After waving the threat for over two years, the Trump administration has decided to take action. The same day that the US president was visiting California – the first move from his mandate in the San Francisco area, one of the country's most hostile to his policies – his entourage said he had the intends to revoke Thursday, September 18, the derogation, almost 50 years, which allows the Golden State to be at the forefront of the defense of the environment in the United States.

According to the press, the decision is to be formally announced Thursday by the Environmental Protection Agency (EPA), while Mr. Trump visits the strengthening of border facilities in San Diego after completing his election fundraising tour in Los Angeles. The administration believes that only federal agencies have the authority to decide on fuel pollution standards and that California's initiatives to impose more stringent emission standards on vehicles go beyond the latitude left to the states of the United States. union by the federal system.

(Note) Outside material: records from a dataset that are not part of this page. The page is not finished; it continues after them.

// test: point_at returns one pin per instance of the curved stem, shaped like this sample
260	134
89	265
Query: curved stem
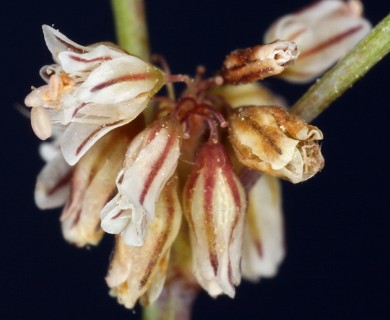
345	73
131	28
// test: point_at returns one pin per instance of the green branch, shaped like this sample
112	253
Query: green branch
345	73
131	28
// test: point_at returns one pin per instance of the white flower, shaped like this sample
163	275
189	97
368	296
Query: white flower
150	161
324	31
214	203
263	246
91	90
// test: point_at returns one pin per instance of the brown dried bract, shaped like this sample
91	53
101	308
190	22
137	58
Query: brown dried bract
256	63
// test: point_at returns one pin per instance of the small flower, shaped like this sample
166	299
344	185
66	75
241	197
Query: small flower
256	63
263	246
271	140
140	271
324	31
91	90
150	161
214	204
52	188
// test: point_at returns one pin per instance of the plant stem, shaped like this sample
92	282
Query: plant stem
345	73
131	28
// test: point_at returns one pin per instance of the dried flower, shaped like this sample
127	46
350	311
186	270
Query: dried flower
271	140
189	194
256	63
324	31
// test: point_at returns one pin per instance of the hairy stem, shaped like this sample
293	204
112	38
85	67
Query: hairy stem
345	73
131	28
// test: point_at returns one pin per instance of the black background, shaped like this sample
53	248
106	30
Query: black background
337	224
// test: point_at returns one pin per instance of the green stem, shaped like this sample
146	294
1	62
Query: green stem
131	28
345	73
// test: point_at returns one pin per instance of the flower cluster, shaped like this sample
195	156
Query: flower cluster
192	195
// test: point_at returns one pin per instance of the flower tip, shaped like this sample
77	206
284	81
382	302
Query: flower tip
40	123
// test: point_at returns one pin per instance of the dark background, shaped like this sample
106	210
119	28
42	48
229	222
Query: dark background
337	224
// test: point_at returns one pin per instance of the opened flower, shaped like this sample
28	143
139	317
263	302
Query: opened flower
324	32
190	191
91	91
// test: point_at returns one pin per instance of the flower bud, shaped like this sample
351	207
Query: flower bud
324	32
256	63
263	247
214	205
139	271
271	140
150	161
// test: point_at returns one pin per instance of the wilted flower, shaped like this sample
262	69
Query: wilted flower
91	90
208	156
324	32
256	63
271	140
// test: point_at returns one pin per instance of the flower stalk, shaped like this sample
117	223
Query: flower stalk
345	73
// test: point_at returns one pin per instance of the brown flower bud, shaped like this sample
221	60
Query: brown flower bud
324	31
256	63
271	140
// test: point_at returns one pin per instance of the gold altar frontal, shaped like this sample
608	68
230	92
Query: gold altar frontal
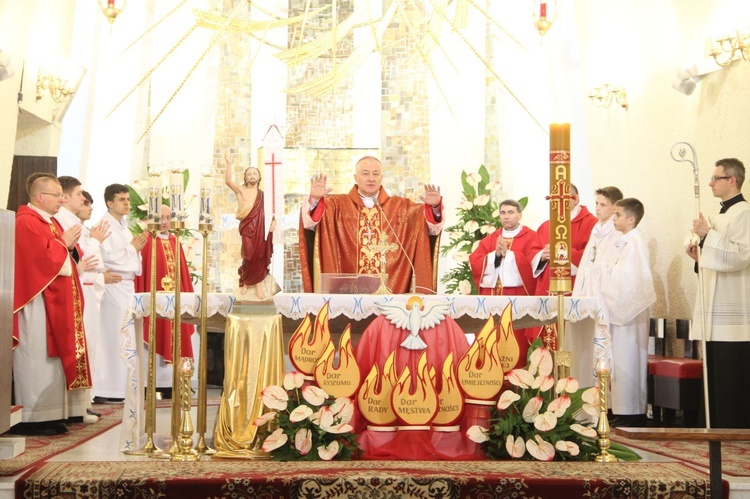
253	360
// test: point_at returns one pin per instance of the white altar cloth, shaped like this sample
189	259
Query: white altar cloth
537	309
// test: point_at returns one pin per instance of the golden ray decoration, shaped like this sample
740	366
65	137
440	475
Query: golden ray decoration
192	69
215	22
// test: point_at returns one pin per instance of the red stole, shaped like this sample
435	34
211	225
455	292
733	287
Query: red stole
346	229
165	265
40	256
256	249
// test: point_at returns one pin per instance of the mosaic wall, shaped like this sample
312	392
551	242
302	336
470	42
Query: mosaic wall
232	133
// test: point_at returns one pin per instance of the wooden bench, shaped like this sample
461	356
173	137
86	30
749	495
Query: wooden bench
714	437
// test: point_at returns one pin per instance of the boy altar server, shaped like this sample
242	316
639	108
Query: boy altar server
627	289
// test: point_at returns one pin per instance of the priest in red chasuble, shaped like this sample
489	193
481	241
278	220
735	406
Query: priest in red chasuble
166	259
582	221
50	361
348	224
501	264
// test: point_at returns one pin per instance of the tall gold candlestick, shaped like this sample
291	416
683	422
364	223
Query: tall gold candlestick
201	446
602	427
176	226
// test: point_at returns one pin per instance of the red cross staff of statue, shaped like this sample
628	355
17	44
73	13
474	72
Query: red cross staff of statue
270	163
559	226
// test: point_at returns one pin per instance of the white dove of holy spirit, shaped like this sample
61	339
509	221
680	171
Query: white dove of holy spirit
413	316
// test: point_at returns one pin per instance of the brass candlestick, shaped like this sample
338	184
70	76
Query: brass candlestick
177	226
185	451
602	427
150	448
201	446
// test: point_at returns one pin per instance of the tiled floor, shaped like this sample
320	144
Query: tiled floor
105	448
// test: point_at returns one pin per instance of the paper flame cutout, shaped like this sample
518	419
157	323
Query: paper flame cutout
341	381
508	350
450	398
416	407
480	374
374	397
305	349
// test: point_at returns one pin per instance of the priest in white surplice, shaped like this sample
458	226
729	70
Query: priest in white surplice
627	289
121	255
725	264
580	341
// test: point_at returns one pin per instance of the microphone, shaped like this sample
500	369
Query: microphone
413	288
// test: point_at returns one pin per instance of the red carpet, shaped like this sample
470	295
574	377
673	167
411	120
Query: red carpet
371	479
41	448
735	456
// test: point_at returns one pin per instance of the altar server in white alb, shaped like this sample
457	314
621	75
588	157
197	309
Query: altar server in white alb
121	255
725	264
581	338
627	289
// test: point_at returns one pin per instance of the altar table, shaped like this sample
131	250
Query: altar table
469	311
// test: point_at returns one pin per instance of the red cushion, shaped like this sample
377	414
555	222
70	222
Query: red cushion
679	368
653	360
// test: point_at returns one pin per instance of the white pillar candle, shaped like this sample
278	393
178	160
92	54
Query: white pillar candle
207	186
176	196
154	198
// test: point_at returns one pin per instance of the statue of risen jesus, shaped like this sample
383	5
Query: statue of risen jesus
257	247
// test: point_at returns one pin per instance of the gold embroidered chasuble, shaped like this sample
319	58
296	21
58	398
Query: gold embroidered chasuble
347	229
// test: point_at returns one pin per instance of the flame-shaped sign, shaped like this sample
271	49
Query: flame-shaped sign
374	397
420	406
451	399
306	349
480	374
341	381
508	350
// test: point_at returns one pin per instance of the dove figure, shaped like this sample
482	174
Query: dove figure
413	316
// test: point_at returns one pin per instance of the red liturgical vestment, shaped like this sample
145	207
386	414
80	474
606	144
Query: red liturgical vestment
41	255
165	262
346	229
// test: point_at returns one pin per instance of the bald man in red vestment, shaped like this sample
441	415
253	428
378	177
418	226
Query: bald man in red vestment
348	224
50	361
165	266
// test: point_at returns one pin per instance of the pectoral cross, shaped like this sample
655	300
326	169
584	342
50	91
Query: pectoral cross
383	247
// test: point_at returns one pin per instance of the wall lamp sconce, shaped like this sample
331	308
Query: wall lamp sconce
112	8
545	15
729	48
604	95
60	83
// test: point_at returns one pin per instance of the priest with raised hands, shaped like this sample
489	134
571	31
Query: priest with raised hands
347	226
167	256
501	265
50	362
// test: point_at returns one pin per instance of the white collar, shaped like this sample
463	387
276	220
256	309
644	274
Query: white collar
512	233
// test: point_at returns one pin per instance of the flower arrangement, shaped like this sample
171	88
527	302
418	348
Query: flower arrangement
543	420
316	427
478	216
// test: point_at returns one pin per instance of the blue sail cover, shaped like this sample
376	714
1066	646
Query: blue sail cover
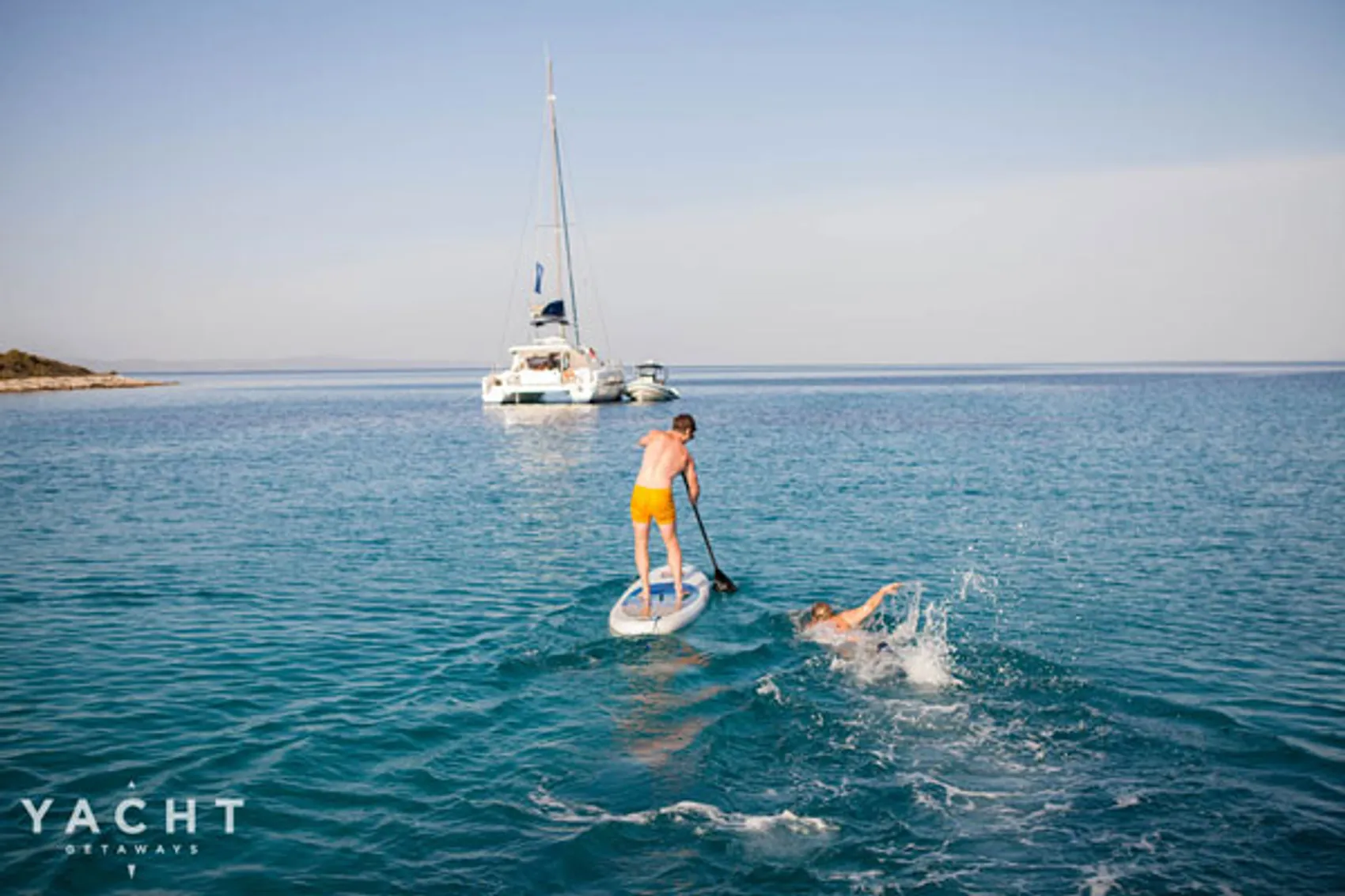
551	312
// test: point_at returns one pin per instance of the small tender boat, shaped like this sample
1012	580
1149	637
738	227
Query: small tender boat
650	384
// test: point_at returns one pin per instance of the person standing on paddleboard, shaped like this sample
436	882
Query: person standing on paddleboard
665	458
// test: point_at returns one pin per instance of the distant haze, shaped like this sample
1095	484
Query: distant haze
893	183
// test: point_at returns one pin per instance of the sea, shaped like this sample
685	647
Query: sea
346	633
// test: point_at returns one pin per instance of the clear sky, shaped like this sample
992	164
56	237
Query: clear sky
981	182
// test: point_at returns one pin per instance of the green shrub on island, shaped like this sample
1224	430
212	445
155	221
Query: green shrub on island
21	365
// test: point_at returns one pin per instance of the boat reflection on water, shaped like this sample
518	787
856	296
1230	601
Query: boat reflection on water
574	418
659	721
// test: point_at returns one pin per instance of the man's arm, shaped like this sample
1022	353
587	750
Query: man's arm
851	618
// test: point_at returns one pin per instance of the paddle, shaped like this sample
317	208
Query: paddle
722	581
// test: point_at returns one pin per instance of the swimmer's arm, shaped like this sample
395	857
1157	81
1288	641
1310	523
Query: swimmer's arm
851	618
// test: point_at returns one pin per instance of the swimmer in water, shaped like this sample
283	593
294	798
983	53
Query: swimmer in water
824	618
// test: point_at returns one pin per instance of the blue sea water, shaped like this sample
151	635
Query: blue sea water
376	614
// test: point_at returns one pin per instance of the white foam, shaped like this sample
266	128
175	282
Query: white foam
907	648
685	810
1101	882
767	688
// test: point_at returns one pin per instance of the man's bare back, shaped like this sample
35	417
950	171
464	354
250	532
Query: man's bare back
665	458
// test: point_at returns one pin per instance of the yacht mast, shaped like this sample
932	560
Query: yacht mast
559	190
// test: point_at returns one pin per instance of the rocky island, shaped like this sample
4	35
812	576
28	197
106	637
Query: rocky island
21	372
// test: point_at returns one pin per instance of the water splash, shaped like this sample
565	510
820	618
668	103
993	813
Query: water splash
914	648
703	815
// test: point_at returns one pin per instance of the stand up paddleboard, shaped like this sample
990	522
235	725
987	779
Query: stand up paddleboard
628	617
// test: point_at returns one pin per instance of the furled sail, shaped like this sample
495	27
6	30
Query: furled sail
551	312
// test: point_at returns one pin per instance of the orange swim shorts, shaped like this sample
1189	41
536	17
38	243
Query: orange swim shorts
653	502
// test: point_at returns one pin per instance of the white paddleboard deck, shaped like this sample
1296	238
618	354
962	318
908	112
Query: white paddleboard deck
627	617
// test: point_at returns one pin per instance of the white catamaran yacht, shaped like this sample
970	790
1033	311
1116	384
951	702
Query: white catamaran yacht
551	368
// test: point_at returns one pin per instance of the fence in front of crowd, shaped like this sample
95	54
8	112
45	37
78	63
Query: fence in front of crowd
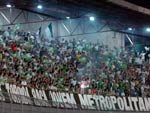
22	99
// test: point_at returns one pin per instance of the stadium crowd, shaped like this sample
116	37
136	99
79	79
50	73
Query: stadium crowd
75	66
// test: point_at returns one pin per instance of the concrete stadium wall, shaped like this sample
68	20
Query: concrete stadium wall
81	28
95	32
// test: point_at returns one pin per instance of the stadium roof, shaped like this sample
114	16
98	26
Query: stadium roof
143	3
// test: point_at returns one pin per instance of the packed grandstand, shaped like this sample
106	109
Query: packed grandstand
73	65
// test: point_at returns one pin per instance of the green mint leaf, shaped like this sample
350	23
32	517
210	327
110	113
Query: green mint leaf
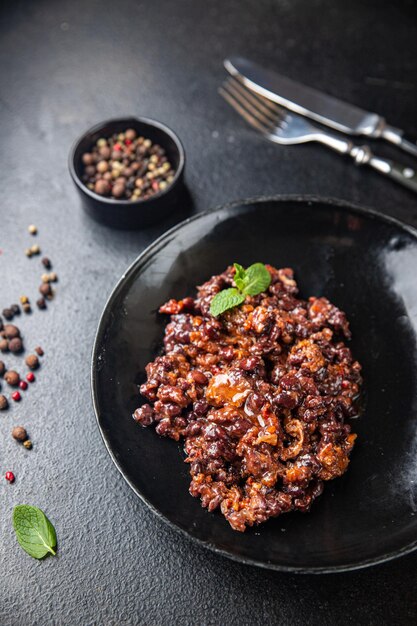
256	280
34	531
239	276
224	300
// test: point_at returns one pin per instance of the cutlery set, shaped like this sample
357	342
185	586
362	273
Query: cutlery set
282	110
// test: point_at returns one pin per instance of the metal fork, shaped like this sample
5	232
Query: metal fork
287	128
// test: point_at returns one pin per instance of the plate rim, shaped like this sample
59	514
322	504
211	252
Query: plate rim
140	260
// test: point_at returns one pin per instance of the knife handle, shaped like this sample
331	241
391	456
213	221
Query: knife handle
402	174
396	136
363	155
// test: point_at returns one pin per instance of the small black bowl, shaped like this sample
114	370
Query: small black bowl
130	214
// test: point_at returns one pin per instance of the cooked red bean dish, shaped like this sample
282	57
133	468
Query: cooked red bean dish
260	395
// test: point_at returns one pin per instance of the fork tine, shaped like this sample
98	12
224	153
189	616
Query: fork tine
272	110
249	103
239	108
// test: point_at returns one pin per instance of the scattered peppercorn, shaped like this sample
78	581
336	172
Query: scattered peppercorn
15	345
10	477
4	403
32	361
45	289
8	314
19	433
12	378
11	331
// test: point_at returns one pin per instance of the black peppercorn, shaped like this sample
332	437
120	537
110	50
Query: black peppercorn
4	345
45	289
32	361
11	331
15	345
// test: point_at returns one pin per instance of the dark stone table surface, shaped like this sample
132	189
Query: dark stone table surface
64	66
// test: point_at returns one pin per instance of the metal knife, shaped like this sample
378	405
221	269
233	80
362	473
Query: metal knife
330	111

Article reserved for our subscribers Read also Trump accuses anti-pollution standards of killing people on the road

Four builders follow California

The California derogation dates back to the time when Los Angeles was choking on exhaust fumes in the late 1960s. Two Republicans, both Californians, agreed to give the state an independent authority to fix emission standards for vehicles: Richard Nixon, the president who promulgated the Clean Air Act, the anti-pollution law of 1970. And Ronald Reagan, the governor of the state. Since then, California has taken more stringent regulations than elsewhere, followed by some fifteen states, forcing automakers to adapt. She set herself the goal of seeing at least a million electric or hybrid vehicles on the roads by 2025.

Trump's decision comes as four automakers – Ford, Honda, Volkswagen and BMW, accounting for a third of new car sales – have decided to follow California over the federal government and enforce energy efficiency standards. set by the local air quality monitoring agency. This decision, announced in July, had led to angry tweets from Mr. Trump, who instead intends to relax the standards of pollution of the exhaust pipes.